The Constant Student

Photography by Joseph Brannan

There has not been a single moment in my life when I have not felt like a student.

A student is someone who is learning, has learned, and needs to learn something. I am certain that I have always fallen into one of these three categories.

That stage when I was fourteen and thought I knew everything? I still felt like a student, albeit a well-learned one. I was the one that people went to for advice when they had a problem, and the one that was unafraid to ask the teacher a question when she had a problem.

The stage I have reached now, twenty-two years old and feeling like an idiot ninety percent of the time? I feel like a student who has not quite learned enough yet. There is so much to know out there. I cannot possibly cram it all into my brain, despite wanting to. I feel overwhelmed by the vast amount of things I do not know.

I happen to like learning, which is why I am both dreading and yearning for the school year to start.

I dread the inevitable stress. I remember the pressure I felt last year, and of course, that thought is begetting more stress. Well done, me, for that unnecessary loop of heart-racing.

But I yearn for it because I feel like I have lost a sizeable chunk of knowledge over the summer. During that time, I had some moments where I proved to myself that I could still think critically, but that tower was built on a rusting base which I still need to maintain. I hope that returning to university will help.

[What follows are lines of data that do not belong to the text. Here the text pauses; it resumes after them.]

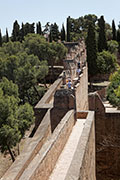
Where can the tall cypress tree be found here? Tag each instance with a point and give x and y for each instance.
(102, 43)
(114, 30)
(7, 36)
(63, 33)
(22, 33)
(38, 28)
(16, 31)
(91, 50)
(54, 32)
(68, 29)
(0, 38)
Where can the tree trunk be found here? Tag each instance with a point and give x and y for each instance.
(12, 156)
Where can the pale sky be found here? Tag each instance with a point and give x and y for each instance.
(54, 11)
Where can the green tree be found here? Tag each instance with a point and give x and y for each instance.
(91, 51)
(15, 31)
(113, 90)
(68, 29)
(38, 28)
(102, 43)
(114, 30)
(63, 33)
(7, 36)
(113, 46)
(54, 32)
(106, 62)
(22, 33)
(0, 38)
(14, 119)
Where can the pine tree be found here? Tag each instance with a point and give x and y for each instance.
(0, 38)
(7, 36)
(102, 43)
(118, 35)
(68, 29)
(16, 31)
(50, 36)
(113, 30)
(91, 50)
(38, 28)
(54, 32)
(22, 33)
(63, 33)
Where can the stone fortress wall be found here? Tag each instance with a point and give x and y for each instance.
(57, 114)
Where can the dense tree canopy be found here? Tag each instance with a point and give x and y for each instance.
(106, 62)
(91, 50)
(14, 119)
(102, 43)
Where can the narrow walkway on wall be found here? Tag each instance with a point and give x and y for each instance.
(67, 154)
(110, 108)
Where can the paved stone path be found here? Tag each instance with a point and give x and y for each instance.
(67, 154)
(110, 108)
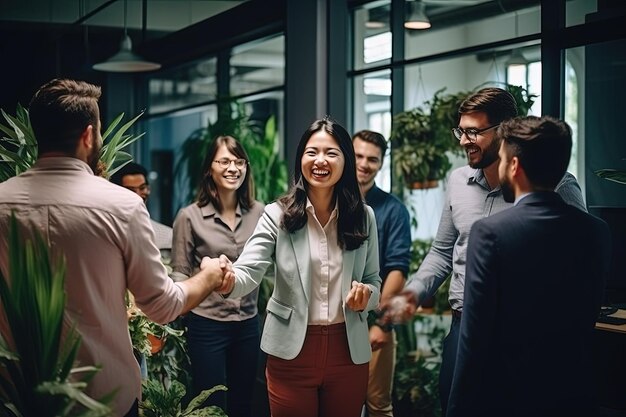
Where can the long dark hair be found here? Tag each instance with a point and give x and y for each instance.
(208, 190)
(351, 226)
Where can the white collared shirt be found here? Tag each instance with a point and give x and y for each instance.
(325, 306)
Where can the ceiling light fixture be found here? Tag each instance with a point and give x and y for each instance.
(125, 60)
(417, 17)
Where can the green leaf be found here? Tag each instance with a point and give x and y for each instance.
(35, 379)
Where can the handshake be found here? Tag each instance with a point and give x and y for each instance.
(220, 272)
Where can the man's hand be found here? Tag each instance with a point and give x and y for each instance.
(399, 309)
(228, 283)
(378, 338)
(358, 297)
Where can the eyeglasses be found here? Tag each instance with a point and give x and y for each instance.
(141, 189)
(225, 163)
(471, 133)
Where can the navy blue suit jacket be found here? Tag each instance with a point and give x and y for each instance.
(533, 289)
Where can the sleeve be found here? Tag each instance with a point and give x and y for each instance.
(397, 254)
(182, 247)
(371, 273)
(155, 293)
(477, 322)
(258, 254)
(569, 190)
(437, 264)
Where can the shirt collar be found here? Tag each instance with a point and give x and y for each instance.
(311, 209)
(210, 211)
(63, 163)
(477, 176)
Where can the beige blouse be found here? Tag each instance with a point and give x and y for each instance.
(199, 232)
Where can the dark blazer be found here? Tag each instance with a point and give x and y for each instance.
(533, 289)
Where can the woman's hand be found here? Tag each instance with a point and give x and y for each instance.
(358, 297)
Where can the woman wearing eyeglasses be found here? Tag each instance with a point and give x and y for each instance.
(223, 335)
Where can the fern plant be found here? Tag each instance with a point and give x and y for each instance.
(18, 145)
(160, 400)
(260, 142)
(38, 376)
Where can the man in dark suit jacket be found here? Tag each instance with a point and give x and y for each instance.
(533, 289)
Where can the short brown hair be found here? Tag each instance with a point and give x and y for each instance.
(60, 111)
(374, 138)
(543, 146)
(498, 104)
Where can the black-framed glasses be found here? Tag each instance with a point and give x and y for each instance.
(141, 189)
(225, 163)
(471, 133)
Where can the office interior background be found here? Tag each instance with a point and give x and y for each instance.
(298, 60)
(352, 60)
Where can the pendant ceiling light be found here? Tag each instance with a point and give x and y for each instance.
(125, 60)
(516, 58)
(417, 17)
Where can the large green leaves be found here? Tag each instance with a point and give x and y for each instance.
(612, 175)
(260, 142)
(18, 144)
(160, 400)
(38, 361)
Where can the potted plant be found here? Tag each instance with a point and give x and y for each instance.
(165, 400)
(19, 151)
(416, 377)
(260, 141)
(421, 140)
(39, 376)
(419, 160)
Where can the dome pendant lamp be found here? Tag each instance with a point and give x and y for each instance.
(125, 60)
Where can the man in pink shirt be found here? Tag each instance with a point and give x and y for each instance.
(103, 230)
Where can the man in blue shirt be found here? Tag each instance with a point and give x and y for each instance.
(473, 192)
(394, 245)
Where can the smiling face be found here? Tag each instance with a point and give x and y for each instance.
(369, 161)
(229, 178)
(484, 152)
(322, 162)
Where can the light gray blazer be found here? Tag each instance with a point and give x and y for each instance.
(288, 308)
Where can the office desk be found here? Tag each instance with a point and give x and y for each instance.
(611, 327)
(610, 363)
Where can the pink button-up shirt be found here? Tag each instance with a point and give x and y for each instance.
(104, 231)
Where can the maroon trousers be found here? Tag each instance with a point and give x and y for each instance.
(322, 381)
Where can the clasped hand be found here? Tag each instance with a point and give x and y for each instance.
(358, 297)
(222, 270)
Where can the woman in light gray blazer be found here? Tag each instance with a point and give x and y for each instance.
(321, 240)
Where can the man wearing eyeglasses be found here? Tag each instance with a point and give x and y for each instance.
(135, 178)
(473, 192)
(512, 360)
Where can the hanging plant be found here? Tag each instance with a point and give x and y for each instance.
(421, 140)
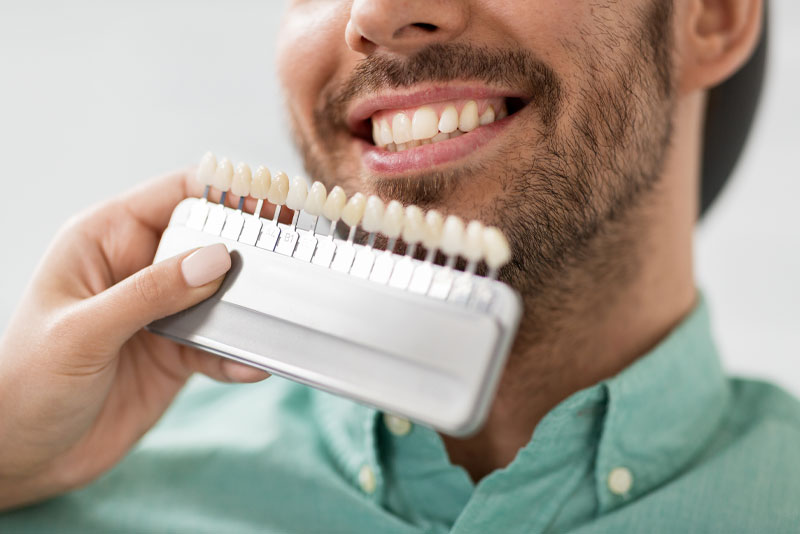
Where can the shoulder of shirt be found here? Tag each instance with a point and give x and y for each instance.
(756, 402)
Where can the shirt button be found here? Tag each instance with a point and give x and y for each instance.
(397, 425)
(366, 479)
(620, 480)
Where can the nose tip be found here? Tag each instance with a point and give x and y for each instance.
(403, 27)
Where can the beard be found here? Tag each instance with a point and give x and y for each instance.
(572, 183)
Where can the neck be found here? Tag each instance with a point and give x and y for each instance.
(627, 311)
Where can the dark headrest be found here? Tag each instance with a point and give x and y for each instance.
(729, 116)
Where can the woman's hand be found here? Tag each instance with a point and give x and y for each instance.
(80, 381)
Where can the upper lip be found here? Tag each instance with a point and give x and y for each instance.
(363, 108)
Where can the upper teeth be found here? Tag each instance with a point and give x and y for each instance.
(401, 130)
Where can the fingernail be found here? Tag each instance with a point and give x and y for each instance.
(205, 265)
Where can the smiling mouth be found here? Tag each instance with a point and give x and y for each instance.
(405, 128)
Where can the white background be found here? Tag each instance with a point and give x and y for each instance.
(96, 96)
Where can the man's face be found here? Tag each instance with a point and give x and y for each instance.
(580, 92)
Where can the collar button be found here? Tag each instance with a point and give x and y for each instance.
(620, 481)
(366, 479)
(398, 426)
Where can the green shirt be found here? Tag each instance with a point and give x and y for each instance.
(669, 445)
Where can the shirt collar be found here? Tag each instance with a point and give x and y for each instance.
(662, 410)
(651, 419)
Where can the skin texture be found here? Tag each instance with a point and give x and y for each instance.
(595, 182)
(80, 381)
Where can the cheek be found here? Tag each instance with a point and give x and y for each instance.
(310, 48)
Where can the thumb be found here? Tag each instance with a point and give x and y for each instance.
(161, 289)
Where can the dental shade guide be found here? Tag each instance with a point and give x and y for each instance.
(409, 337)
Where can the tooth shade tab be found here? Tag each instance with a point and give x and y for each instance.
(433, 229)
(278, 189)
(373, 214)
(393, 219)
(334, 204)
(452, 236)
(261, 183)
(472, 250)
(207, 169)
(242, 179)
(496, 249)
(315, 200)
(354, 209)
(413, 225)
(224, 175)
(298, 192)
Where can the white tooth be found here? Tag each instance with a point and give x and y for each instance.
(242, 178)
(376, 133)
(449, 120)
(452, 235)
(298, 192)
(315, 199)
(278, 189)
(468, 120)
(424, 125)
(487, 117)
(414, 225)
(332, 210)
(386, 133)
(433, 230)
(261, 183)
(224, 175)
(354, 209)
(473, 241)
(393, 220)
(207, 169)
(496, 249)
(373, 214)
(401, 128)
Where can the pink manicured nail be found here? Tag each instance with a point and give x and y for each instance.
(205, 265)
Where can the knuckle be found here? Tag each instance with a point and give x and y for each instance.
(148, 286)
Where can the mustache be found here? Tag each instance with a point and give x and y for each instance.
(516, 69)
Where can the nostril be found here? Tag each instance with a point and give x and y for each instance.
(425, 26)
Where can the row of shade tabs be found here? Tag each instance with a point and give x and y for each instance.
(472, 241)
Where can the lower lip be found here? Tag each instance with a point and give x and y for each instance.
(380, 160)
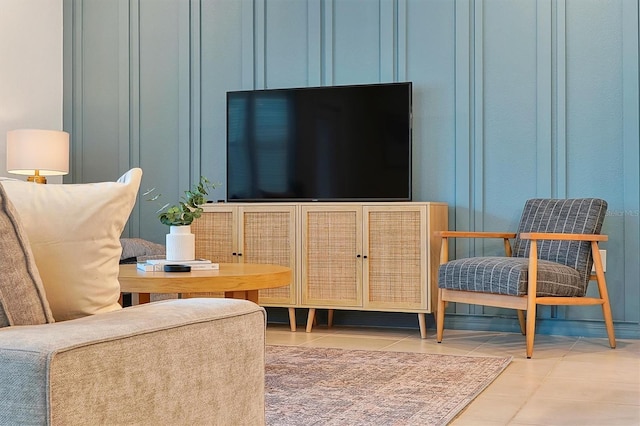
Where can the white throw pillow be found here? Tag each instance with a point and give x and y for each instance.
(74, 232)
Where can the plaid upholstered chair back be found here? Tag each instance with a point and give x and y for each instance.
(570, 216)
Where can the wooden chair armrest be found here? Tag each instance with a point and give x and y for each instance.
(559, 236)
(473, 234)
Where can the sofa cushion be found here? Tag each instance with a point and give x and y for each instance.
(75, 232)
(22, 296)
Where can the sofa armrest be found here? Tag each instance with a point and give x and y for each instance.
(187, 361)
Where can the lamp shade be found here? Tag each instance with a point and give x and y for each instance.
(33, 151)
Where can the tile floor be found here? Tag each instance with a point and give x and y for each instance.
(569, 380)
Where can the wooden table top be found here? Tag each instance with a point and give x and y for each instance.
(230, 277)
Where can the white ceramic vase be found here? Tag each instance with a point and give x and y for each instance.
(180, 243)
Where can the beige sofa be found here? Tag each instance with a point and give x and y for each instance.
(69, 353)
(178, 362)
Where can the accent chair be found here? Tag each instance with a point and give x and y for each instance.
(554, 250)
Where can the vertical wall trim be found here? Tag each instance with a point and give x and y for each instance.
(463, 114)
(561, 100)
(124, 105)
(477, 164)
(314, 43)
(78, 128)
(402, 46)
(387, 36)
(184, 92)
(631, 161)
(327, 46)
(67, 77)
(544, 185)
(195, 90)
(134, 81)
(123, 87)
(260, 43)
(248, 80)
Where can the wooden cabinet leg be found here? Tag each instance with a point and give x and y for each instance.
(310, 318)
(423, 325)
(292, 319)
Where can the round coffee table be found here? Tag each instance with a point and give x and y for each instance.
(236, 280)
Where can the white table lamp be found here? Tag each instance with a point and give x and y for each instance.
(37, 153)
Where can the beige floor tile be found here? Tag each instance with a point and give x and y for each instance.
(623, 371)
(512, 386)
(489, 410)
(590, 390)
(545, 411)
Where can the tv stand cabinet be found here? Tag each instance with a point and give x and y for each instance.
(367, 256)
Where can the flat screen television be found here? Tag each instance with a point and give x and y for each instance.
(337, 143)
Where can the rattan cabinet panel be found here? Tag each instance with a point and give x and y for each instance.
(216, 235)
(230, 233)
(378, 256)
(331, 256)
(395, 266)
(268, 236)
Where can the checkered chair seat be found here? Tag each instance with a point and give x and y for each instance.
(508, 275)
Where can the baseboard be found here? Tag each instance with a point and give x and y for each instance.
(559, 327)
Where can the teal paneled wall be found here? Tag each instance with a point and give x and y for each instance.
(512, 100)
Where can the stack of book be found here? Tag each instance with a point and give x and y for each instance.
(157, 265)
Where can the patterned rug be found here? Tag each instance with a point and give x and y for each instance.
(318, 386)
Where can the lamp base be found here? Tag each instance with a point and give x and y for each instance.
(37, 179)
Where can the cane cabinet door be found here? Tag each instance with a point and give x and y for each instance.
(267, 234)
(331, 266)
(395, 268)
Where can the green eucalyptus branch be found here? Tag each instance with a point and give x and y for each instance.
(189, 206)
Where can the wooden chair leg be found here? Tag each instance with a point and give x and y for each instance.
(292, 319)
(522, 322)
(530, 332)
(604, 294)
(310, 319)
(440, 318)
(422, 321)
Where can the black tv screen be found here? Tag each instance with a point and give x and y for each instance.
(338, 143)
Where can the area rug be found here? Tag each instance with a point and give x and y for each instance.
(323, 386)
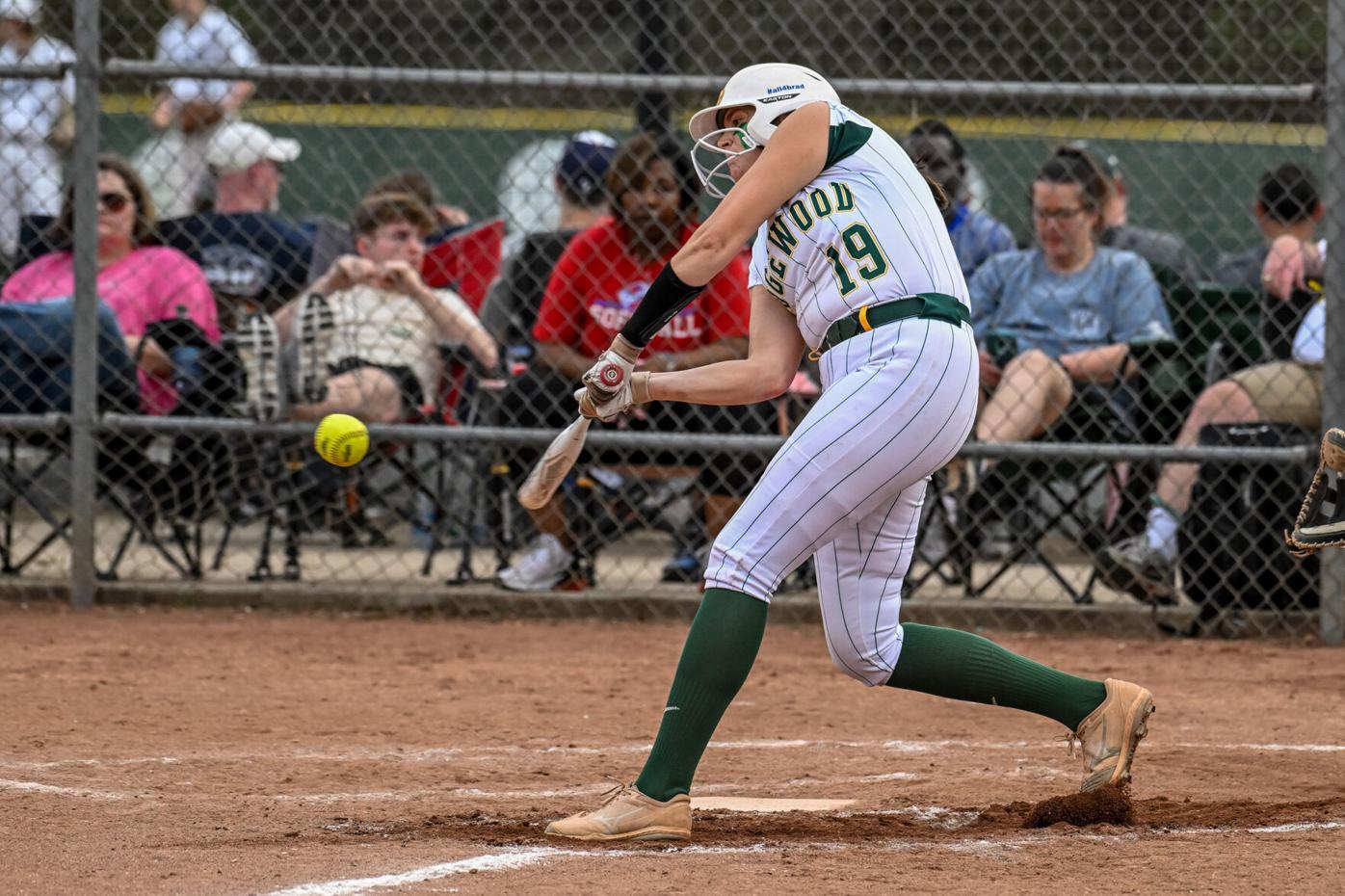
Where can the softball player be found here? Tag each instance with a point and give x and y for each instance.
(852, 258)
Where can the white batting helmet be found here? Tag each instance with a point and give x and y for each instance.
(771, 89)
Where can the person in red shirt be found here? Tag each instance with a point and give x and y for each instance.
(598, 280)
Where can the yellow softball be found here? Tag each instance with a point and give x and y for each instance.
(342, 440)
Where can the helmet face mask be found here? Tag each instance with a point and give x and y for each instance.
(771, 91)
(712, 160)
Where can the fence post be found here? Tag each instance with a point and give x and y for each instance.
(1333, 373)
(654, 54)
(84, 171)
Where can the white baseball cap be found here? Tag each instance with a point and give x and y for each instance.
(27, 11)
(238, 145)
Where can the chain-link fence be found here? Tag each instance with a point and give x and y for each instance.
(436, 217)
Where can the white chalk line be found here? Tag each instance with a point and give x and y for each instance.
(516, 858)
(488, 753)
(425, 793)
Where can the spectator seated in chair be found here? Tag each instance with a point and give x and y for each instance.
(1161, 250)
(251, 256)
(142, 282)
(1056, 322)
(600, 277)
(515, 298)
(1286, 390)
(975, 236)
(1287, 203)
(366, 332)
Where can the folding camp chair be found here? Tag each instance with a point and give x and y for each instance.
(37, 349)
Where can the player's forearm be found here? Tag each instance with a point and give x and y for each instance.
(727, 382)
(730, 349)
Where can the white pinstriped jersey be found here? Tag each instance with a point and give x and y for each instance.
(866, 230)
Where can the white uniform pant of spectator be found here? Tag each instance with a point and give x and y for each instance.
(848, 486)
(173, 169)
(30, 185)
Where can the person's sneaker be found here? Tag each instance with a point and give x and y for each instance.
(315, 329)
(1110, 733)
(1134, 567)
(542, 566)
(258, 356)
(628, 814)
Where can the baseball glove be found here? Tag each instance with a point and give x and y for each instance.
(1321, 519)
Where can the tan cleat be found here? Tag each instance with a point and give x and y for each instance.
(628, 814)
(1111, 732)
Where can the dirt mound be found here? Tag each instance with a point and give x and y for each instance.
(1106, 806)
(1109, 804)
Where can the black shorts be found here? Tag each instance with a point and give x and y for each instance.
(408, 385)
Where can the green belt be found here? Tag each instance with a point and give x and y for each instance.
(931, 305)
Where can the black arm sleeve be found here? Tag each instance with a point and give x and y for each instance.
(668, 295)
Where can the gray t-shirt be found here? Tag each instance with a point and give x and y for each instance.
(1114, 301)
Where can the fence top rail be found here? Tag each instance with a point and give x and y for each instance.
(35, 424)
(1294, 94)
(27, 71)
(693, 441)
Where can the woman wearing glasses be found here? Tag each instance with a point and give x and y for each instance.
(1059, 319)
(142, 282)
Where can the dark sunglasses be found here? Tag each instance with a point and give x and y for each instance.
(113, 202)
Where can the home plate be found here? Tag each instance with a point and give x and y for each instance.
(754, 804)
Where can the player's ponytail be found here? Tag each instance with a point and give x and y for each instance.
(940, 196)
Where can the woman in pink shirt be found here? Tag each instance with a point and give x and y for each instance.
(140, 282)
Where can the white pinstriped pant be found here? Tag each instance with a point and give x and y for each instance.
(848, 486)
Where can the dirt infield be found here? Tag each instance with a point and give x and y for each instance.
(226, 752)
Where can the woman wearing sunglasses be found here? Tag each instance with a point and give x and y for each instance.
(140, 281)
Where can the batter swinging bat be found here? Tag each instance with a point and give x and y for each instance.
(554, 464)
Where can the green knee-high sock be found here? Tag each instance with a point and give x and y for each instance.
(954, 664)
(716, 661)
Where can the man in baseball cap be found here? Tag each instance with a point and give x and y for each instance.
(248, 250)
(581, 173)
(241, 145)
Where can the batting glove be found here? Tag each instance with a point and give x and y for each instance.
(635, 390)
(611, 372)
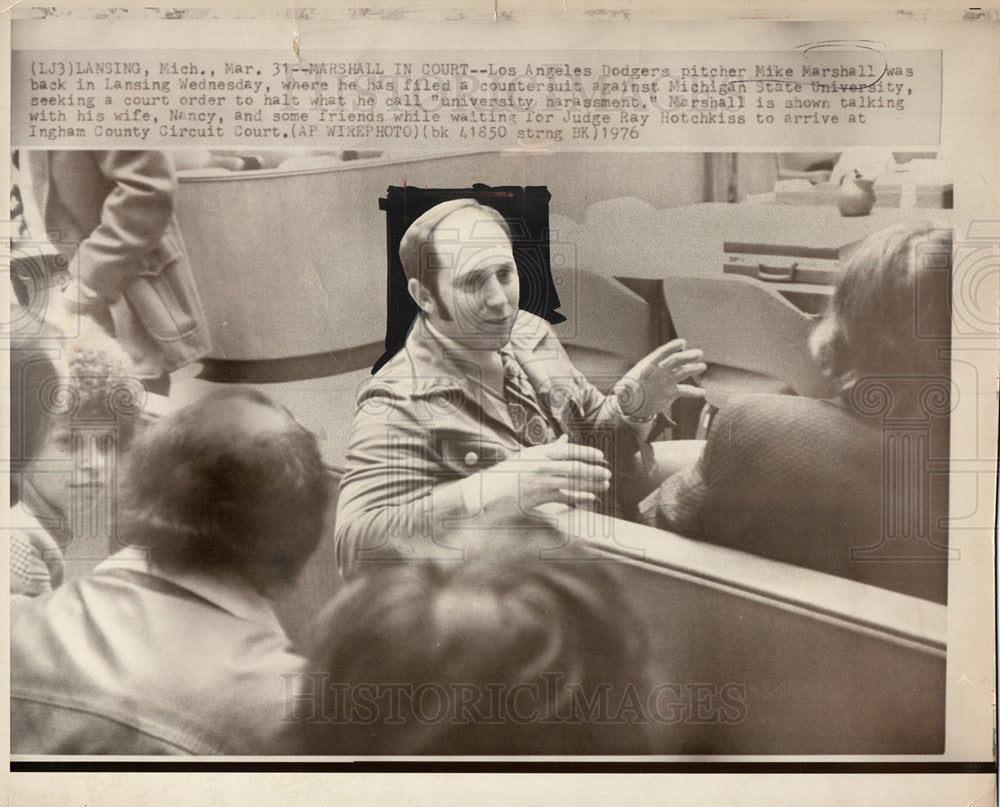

I have tried to keep on top of things; I worked full-time hours, earning money for my tuition and books. The knowledge base I gained from my job is rewarding, but also limited, and any free time I have is to be put towards tasks that prepare me for my future. So my time learning and experiencing the present is also greatly affected.

When I was in high school, I enlisted in a co-op that allowed me to take university courses and work as a research assistant while earning high school credits. One of the major factors that made me decide to do the program was the fact that high school drove me nuts, and I wanted out. I did not feel like I was getting the most out of my time there. I needed experience, something I could learn from, and I felt that the high school system was not the perfect avenue for my particular brand of learning.

That is part of the reason I constantly feel like a student, even outside of school. I am trying to learn as much as I can while navigating through a system designed for the mass majority and not for the individual. It has to be this way, since there are so many of us students in this world, and it makes sense to set it up that way.

Yet there lies the flaw; we are all individuals, so it is for none of us.